Several factors have driven the rapid adoption of DOACs. “Major randomized controlled trials showed that DOACs are as good or superior to warfarin in stroke prevention in patients with atrial fibrillation and intracranial hemorrhage is lower with DOACs, while time in therapeutic range is higher,” Turakhia said.
“There are also advantages for patients. They don’t need ongoing INR monitoring and dosing adjustments; there’s a simple dosing strategy and they are more convenient,” he added. Unlike warfarin, the DOACs have few interactions with other drugs or food.
No head-to-head trials have directly compared the DOACs to each other, so choosing between them varies by facility, physician preference, indication and patient characteristics.
While the drugs have many similarities, administration differs in important ways between them.
“With dabigatran, you have to have a certain amount injected first, and most people prefer not having to use injection. Some of the others can be used as monotherapy, without an injection,” said Tracy Minichiello, MD, chief of the anticoagulation and thrombosis services in the division of hematology at the San Francisco VAMC and clinical professor medicine at the University of California San Francisco. “For atrial fibrillation, rivaroxaban can be dosed once a day, which may be best for patients with compliance issues.”
The VA’s Pharmacy Benefit Management team “has done an exceptional job creating national criteria for use,” that guide physicians’ choice in specific situations, Turakhia said.
The VA’s drug class review summarizes the clinical trials supporting each indication for the drugs and the results for special populations, including pregnant or nursing patients and the very old, and discusses drug interactions. The guidance also notes which drugs can be put in pillboxes and which have to stay in original packaging as well as whether the drugs can be crushed, mixed with food or administered via feeding tubes.
“VA has been really proactive with anticoagulant use and guidance to help clinicians. It’s done a great job of providing evidence or expert-based guidance,” Minichiello said in an interview with U.S. Medicine.

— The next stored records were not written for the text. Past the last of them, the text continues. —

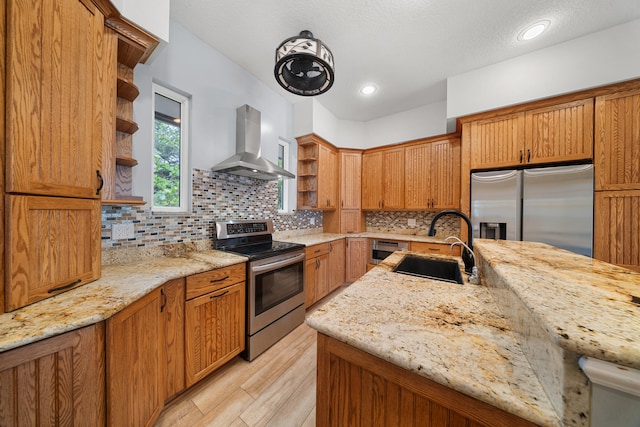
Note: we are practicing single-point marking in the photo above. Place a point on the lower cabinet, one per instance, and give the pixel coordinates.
(357, 389)
(57, 381)
(357, 255)
(214, 321)
(136, 362)
(316, 273)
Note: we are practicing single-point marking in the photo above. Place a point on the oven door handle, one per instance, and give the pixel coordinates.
(277, 264)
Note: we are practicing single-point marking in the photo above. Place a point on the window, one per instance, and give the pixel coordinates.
(170, 151)
(283, 184)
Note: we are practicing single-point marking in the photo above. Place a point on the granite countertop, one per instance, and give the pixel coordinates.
(119, 286)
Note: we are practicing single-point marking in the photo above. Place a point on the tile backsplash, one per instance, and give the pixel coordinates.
(219, 196)
(215, 196)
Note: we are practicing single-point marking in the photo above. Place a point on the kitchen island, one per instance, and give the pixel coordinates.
(512, 343)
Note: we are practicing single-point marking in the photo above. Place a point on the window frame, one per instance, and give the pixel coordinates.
(185, 175)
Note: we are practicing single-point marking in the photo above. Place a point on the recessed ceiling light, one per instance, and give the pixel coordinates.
(533, 31)
(368, 89)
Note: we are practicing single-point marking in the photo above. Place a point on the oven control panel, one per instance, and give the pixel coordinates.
(229, 229)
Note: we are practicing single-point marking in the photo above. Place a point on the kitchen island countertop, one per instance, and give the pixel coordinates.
(465, 338)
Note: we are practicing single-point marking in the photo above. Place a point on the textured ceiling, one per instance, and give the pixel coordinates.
(406, 47)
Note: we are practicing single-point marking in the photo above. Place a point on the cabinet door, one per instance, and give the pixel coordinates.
(393, 171)
(616, 228)
(372, 181)
(327, 178)
(214, 330)
(136, 363)
(310, 277)
(59, 381)
(559, 133)
(173, 295)
(418, 177)
(54, 125)
(617, 143)
(53, 244)
(336, 264)
(350, 180)
(357, 255)
(445, 174)
(497, 142)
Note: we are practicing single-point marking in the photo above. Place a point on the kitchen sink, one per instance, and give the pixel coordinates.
(446, 271)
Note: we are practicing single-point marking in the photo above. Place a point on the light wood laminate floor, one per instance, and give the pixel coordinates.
(278, 388)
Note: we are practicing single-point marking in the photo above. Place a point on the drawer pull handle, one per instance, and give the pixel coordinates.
(62, 288)
(219, 295)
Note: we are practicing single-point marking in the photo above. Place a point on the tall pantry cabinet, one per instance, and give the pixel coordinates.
(53, 135)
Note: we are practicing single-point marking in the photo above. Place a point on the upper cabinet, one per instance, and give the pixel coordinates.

The support is particularly valuable when trying to achieve the delicate balance needed for many patients who require a blood thinner. “Anticoagulation is a risky business. These are great, incredibly effective medications, but they have risk,” she added.
The DOACs have a lower rate of major bleeds than warfarin, but some patients and physicians have been particularly concerned about the risk of bleeds in the absence of a specific reversal agent for the drugs. The FDA approval of reversal agents for dabigatran in 2015 and factor Xa inhibitors in 2018 may put some of those concerns to rest and increase DOAC use, Minichiello noted. (See Article 2.)

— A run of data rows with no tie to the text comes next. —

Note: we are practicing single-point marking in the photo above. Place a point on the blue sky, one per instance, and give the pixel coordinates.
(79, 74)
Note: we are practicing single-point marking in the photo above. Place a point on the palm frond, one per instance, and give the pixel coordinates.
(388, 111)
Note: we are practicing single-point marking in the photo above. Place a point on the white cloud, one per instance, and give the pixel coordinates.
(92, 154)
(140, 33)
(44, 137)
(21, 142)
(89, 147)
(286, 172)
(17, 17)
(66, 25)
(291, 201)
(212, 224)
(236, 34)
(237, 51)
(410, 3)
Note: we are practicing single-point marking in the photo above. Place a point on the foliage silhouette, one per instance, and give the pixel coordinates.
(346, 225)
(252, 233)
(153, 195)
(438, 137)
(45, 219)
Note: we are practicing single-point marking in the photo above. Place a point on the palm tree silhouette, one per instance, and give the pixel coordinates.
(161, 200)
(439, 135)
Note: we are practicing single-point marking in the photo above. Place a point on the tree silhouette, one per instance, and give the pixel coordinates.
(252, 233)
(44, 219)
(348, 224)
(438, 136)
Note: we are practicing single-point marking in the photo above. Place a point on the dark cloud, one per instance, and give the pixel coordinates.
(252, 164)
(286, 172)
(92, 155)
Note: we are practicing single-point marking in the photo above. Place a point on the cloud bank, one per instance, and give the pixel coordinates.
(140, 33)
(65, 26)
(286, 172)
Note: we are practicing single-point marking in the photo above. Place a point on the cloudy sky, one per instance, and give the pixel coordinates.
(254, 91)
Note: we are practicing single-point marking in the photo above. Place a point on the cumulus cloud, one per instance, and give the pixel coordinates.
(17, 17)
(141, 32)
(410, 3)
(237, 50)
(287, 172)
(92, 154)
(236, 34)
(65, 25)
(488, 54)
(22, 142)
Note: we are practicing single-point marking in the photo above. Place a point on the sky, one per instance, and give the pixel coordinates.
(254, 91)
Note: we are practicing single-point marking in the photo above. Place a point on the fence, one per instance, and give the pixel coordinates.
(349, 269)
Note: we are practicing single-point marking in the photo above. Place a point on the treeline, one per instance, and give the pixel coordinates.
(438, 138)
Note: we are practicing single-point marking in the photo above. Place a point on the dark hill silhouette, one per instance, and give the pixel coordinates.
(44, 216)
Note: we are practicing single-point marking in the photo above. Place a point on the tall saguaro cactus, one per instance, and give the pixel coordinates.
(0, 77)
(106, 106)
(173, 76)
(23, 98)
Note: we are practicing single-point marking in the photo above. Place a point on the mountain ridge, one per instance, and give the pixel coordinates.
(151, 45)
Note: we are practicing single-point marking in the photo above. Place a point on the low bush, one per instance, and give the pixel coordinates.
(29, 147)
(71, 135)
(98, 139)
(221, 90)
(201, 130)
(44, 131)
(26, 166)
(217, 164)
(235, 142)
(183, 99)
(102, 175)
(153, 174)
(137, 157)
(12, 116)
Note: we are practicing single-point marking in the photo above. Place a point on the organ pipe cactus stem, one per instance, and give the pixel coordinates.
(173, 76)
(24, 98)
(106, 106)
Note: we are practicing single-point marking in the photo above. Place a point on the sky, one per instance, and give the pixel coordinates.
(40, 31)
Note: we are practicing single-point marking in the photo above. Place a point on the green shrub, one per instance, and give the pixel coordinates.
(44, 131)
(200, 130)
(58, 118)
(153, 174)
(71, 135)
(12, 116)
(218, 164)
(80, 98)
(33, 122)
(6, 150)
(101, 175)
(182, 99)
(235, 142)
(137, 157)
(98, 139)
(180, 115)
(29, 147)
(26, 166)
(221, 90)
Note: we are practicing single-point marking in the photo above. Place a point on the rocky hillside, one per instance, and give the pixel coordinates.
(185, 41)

Other factors could drive down DOAC use over time. Compared to 10 or 20 years ago, “warfarin is better managed; DOACs are better understood; patients have better blood pressure control and physicians are better about prescribing aspirin to only patients who need it,” Turakhia explained.
“Anticoagulation may not be the right choice for every patient with atrial fibrillation. They may be getting atrial fibrillation at the end of life,” he said. “We have amazing therapies to maintain normal sinus rhythm, so do all patients still need to be on anticoagulants for life? New trials are looking to see if we can have periods when patients don’t need anticoagulation when they are not having atrial fibrillation. That’s the flip side of undertreating—we may be deimplementing for some patients.”
- Rose AJ, Goldberg R, McManus DD, Kapoor A, Want V, Liu W, Yu H. Anticoagulant prescribing for non-valvular atrial fibrillation in the Veterans Health Administration. J Am Heart Assoc. 2019 Sep 3; 8(17):e012646. doi:10.1161/JAHA.119.012646. Epub 2019 Aug 23.